# WSP FO Sale (30% Off Sale) 1/24 - 1/25



## snappyllama (Jan 19, 2016)

I just got this in my email and thought y'all might be interested....

Fragrance Oils - 30% Off Sale
(This Sunday & Monday)

After our 2015 end of the year sale, we heard loud and clear from customers that were disappointed with how fast some fragrances sold out.  We never expected the response we received for the sale and were completely embarrassed to not have the inventory to handle the volume of orders.

We had a frank and open discussion with our fragrance manufacturer and they want to help us make it up to customers.  They have sent us a significant amount of stock to support a new sale.  This inventory will arrive in three shipments Wednesday, Thursday and Friday.  Therefore we have elected to set this sale for Sunday - Monday, January 24th t& January 25th, 2016.

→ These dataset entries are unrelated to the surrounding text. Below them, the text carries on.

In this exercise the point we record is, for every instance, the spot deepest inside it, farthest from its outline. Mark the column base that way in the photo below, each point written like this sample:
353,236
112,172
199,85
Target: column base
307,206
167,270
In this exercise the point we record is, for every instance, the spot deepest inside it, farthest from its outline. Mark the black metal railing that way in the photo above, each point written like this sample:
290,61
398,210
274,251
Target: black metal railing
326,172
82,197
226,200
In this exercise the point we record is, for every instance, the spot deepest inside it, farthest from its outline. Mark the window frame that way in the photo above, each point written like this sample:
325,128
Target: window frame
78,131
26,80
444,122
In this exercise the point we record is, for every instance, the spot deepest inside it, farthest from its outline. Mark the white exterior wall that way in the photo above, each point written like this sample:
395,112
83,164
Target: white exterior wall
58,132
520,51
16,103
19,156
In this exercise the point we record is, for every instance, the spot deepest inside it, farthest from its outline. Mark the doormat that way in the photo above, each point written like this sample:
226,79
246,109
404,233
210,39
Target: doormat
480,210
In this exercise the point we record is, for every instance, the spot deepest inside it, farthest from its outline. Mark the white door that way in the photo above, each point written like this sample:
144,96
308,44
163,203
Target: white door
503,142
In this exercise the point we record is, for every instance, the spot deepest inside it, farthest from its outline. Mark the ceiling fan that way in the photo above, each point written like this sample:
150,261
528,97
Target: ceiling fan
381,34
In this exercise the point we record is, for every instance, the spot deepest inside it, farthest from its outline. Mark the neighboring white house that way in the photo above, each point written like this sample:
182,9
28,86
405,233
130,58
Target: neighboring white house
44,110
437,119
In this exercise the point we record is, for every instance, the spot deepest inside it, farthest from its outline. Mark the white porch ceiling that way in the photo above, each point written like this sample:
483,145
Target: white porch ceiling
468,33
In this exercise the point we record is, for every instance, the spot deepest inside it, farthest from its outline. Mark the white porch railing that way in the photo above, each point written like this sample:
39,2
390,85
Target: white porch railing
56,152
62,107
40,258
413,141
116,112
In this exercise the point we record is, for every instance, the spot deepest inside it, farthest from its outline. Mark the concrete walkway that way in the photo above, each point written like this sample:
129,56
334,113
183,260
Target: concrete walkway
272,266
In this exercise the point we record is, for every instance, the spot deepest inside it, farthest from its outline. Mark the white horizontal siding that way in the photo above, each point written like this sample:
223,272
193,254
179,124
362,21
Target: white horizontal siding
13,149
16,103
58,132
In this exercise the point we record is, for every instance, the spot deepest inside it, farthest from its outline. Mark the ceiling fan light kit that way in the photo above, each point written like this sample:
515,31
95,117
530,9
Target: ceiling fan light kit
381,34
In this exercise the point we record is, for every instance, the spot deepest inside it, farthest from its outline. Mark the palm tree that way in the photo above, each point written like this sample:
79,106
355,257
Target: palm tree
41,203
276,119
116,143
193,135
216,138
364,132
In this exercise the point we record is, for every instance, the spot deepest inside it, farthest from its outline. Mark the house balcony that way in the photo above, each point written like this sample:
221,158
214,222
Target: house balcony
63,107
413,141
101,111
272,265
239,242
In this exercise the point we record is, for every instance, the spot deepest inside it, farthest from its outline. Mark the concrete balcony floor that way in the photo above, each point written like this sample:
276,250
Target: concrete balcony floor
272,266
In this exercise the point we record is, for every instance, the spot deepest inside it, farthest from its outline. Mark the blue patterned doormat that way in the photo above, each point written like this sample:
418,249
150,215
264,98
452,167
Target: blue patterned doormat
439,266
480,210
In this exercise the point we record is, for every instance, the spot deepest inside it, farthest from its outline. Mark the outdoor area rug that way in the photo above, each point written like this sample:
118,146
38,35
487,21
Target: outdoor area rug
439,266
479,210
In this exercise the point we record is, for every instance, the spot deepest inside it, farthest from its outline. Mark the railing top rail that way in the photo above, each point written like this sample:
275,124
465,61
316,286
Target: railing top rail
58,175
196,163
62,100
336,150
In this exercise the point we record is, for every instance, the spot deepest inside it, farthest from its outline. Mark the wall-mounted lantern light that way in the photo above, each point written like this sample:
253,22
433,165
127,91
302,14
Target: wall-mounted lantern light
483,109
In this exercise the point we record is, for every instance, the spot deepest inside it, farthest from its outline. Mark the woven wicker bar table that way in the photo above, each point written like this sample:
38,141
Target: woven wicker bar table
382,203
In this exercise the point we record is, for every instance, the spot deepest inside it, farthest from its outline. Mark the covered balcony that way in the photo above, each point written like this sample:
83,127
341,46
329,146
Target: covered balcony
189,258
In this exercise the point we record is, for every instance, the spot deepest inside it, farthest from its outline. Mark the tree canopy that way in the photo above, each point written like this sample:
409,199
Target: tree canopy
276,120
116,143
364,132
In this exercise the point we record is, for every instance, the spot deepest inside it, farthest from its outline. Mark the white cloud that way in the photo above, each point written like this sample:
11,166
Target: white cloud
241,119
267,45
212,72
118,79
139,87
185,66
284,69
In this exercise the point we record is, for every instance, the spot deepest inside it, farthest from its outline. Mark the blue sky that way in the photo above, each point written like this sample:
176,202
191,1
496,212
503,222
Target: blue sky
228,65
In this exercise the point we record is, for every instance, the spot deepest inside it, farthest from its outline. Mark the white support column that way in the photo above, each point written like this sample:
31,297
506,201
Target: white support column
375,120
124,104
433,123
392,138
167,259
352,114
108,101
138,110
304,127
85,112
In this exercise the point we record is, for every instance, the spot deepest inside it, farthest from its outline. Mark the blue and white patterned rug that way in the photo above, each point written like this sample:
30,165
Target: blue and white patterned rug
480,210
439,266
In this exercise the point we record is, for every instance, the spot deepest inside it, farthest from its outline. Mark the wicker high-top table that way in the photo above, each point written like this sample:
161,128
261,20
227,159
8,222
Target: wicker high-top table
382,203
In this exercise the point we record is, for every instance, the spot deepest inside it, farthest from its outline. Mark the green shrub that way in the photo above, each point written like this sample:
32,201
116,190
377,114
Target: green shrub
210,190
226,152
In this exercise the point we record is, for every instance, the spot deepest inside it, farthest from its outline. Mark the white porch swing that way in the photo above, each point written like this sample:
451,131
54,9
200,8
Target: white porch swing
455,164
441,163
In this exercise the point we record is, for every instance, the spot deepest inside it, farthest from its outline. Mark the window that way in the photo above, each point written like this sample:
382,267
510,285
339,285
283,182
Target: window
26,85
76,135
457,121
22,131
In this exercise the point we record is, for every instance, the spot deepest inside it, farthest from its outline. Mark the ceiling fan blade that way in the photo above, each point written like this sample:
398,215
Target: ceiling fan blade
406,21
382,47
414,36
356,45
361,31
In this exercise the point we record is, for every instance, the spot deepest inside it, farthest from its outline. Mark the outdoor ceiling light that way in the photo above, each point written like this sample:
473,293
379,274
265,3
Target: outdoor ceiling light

Please understand that ordering fragrance oils during this sale will delay your shipment up to 14 business days. In the event we run out of stock, items will be placed on back order for this sale.


----------



## shunt2011 (Jan 19, 2016)

I was just going to post this.  Great news.  Also they are discontinuing packaging peanuts and they are going to start charging a $5.00 handling fee due to increased shipping. Not so happy about that.


----------



## Steve85569 (Jan 19, 2016)

Thank you! I just got signed up. Think I'll load my cart early though.


----------



## dibbles (Jan 19, 2016)

Happy about no more packing peanuts. I will be out of town during the sale, and probably shouldn't order any more FOs anyway. But I might just tuck a few in my cart and live dangerously.


----------



## snappyllama (Jan 19, 2016)

I think they are listening to customers - based on that last email about customer service, removing the peanuts that annoy everyone, allowing back orders on this sale, and having this sale to address folks' complaints about the last one. It's nice when companies pay attention.


----------



## Soapsense (Jan 20, 2016)

I am excited for the sale, I too hate the dreaded peanuts.  I think the $5.00 is reasonable, but I may really need to plan and make fewer large orders, than a lot of smaller ones. 
So what is everyone getting? 
I have never tried Nag Champa and after reading here how everyone likes it, I am going to try and get a bottle.  I need to find a coffee scent, and some Ocean scents. I haven't used
a lot of their fragrances, so I better get to reviewing the choices, there is just so MANY!


----------



## galaxyMLP (Jan 20, 2016)

There was already a thread about this earlier today! We must all be very excited. 

http://www.soapmakingforum.com/showthread.php?t=58216

Any way they can be merged?


----------



## shunt2011 (Jan 20, 2016)

galaxyMLP said:


> There was already a thread about this earlier today! We must all be very excited.
> 
> http://www.soapmakingforum.com/showthread.php?t=58216
> 
> Any way they can be merged?


 
This was started yesterday.   I will try to merge them.


----------



## paillo (Jan 20, 2016)

Thanks for trying to merge these, Shunt, so sorry I missed seeing yesterday's thread


----------



## galaxyMLP (Jan 20, 2016)

shunt2011 said:


> This was started yesterday.   I will try to merge them.



Oops! My bad. Thanks for pointing that out.


----------



## shunt2011 (Jan 20, 2016)

No worries.  It's all good. I will get on this soon.


----------



## amd (Jan 20, 2016)

Soapsense said:


> I am excited for the sale, I too hate the dreaded peanuts. I think the $5.00 is reasonable, but I may really need to plan and make fewer large orders, than a lot of smaller ones.
> So what is everyone getting?
> I have never tried Nag Champa and after reading here how everyone likes it, I am going to try and get a bottle. I need to find a coffee scent, and some Ocean scents. I haven't used
> a lot of their fragrances, so I better get to reviewing the choices, there is just so MANY!


 
I love the nag champa! I picked up Sea Salt & Driftwood for an ocean smelling FO per the boyfriend's request... and ended it up loving it for me! I put it in salt bars and it performed beautifully.

I added about 20 to my wishlist (most of them are still listed out of stock until the 22nd so I couldn't pre-load my cart) this morning at work and will have to make decisions later. e.g. when I'm at home and can properly look at my current fo/eo stock and evaluate what is a good balance. There are a few that I will definitely be ordering though...

My Main Squeeze (this one wasn't filled during the sale)
Black Pepper
Green Tea & Cucumber
Cognac & Rose (I can't remember if that's the exact name...)


----------



## shunt2011 (Jan 20, 2016)

I need 50 Shades. That sells like hot cakes.  I have a few others ready to go as well.  Not going to go crazy.  I hope


----------



## OliveOil2 (Jan 20, 2016)

Don't know if this will be the case for this sale, but last 30% off sale my shopping cart was emptied when the sale started. So it may be a good idea to also put things on your wish list. I had purchased surplus bottles right before the last sale, so didn't take part, and will skip this one too. Just too much FO on hand at this time, and I really need to use some up. For me the $5 handling fee will most likely mean that I purchase fewer large orders and then it will not be an issue.


----------